Channels Router Can Route To
| Channel Type | Examples | Best For |
|---|---|---|
| Local Inference (Rise ModelX) | vLLM / SGLang / MindIE | Steady traffic, low-latency guarantees; workloads where data must be inferred on enterprise domestic GPUs |
| Domestic LLMs | DeepSeek / Qwen / XC-LLM / Zhipu / iFlytek / Kimi / MiniMax | Compliance-first default; broad coverage of leading domestic vendors |
| Cloud MaaS | Bailian / Qianfan / TI / MA | Managed model services from domestic cloud vendors with clear commercial / compliance path |
| Aggregators | SiliconFlow / Volcano Ark | Multi-vendor aggregation entry for fast trials and switches |
| Self-hosted Open-source Gateways | new-api / one-api / sub2api | Smooth onboarding for enterprises with existing open-source aggregators, reusing keys and channel configs |
| Foreign Models | OpenAI / Anthropic / Google | For workloads that genuinely require foreign capability |
| Enterprise BYOC | Customer-specified upstream | Vault the customer's existing third-party API keys into Router for unified governance |
Use Cases
Unified Routing by Sensitivity & Scenario
Router integrates with enterprise data-classification and LLM-guardrail components, routing sensitive requests to local Rise ModelX inference while other traffic egresses under cost / capability control; local saturation auto-overflows, failures auto-degrade; full egress audit trails meet regulatory requirements in finance, securities, and other high-compliance scenarios.
Unified Internal + External Token Billing
Local GPU-hours + external Token billing on the same FinOps dashboard, with multi-dimensional attribution by tenant / project / business-line and monthly statements auto-generated — finance no longer distinguishes internal from external.
Unified LLM Access for Agents
Agents / Copilots / RAG call local and external models through Router with full MCP / Function Call / JSON Mode / streaming SSE compatibility; rate limits + budget hard-limits prevent runaway; full multimodal coverage.
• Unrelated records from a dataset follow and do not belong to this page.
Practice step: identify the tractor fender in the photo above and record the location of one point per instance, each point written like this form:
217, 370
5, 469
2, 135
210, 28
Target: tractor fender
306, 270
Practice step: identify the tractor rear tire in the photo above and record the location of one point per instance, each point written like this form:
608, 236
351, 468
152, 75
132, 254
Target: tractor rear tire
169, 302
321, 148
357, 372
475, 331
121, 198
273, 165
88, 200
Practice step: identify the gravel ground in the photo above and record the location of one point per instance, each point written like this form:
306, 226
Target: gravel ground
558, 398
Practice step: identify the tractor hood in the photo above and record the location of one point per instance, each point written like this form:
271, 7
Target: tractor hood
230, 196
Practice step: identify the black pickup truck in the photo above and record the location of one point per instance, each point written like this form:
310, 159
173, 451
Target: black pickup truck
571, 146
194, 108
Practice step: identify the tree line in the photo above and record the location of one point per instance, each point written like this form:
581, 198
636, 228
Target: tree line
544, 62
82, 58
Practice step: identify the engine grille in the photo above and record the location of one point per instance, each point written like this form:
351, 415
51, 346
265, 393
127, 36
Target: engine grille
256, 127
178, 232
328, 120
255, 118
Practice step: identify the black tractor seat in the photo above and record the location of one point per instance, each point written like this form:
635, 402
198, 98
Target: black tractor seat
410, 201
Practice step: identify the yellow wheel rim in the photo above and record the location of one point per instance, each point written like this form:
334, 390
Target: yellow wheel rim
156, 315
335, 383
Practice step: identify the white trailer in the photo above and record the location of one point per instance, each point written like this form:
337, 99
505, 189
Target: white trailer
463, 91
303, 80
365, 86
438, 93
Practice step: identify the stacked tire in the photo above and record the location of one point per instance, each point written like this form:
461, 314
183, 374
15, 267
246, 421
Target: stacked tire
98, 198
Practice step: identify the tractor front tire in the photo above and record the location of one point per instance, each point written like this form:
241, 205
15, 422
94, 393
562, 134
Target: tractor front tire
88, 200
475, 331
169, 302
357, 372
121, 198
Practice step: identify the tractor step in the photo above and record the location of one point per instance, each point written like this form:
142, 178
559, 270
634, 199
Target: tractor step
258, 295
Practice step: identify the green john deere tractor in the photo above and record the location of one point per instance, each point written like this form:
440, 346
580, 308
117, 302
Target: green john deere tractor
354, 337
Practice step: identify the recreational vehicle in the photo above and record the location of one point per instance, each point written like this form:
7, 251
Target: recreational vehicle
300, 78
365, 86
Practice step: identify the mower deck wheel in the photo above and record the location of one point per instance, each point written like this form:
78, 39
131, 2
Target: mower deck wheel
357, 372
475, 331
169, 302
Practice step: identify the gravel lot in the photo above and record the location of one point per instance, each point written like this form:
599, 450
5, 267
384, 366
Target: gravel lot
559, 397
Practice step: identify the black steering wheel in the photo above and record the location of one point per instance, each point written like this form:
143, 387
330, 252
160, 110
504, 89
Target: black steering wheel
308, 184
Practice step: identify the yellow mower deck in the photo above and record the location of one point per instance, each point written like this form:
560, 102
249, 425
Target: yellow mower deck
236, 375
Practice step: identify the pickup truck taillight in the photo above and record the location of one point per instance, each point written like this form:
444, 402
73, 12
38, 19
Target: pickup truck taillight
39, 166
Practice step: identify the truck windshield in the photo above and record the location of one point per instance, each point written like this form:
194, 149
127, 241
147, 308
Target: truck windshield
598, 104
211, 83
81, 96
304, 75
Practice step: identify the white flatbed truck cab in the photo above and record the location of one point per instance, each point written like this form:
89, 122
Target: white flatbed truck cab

Multi-channel Canary & Model Selection
Attach multiple upstream channels to the same workload, shift by traffic percentage, and reconcile quality metrics against Token cost on one dashboard; supports dual-writes during domestic migration transitions, and lets business teams pick models based on real production data.
Deployment Workflow
Register Inference Backends
Local Rise ModelX auto-discovers; external channels upload API keys, set rate limits and health checks.
Configure Routing Policies
Define virtual ModelName and routing rules (sensitivity / cost / capability); canary and failover supported.
Bind Tenants & Budgets
Set Token budget caps, compliance tags, and access policies per tenant/project.
Unified API Calls & Billing
Applications call one endpoint; Router auto-routes, meters, audits, and emits dual-rail statements.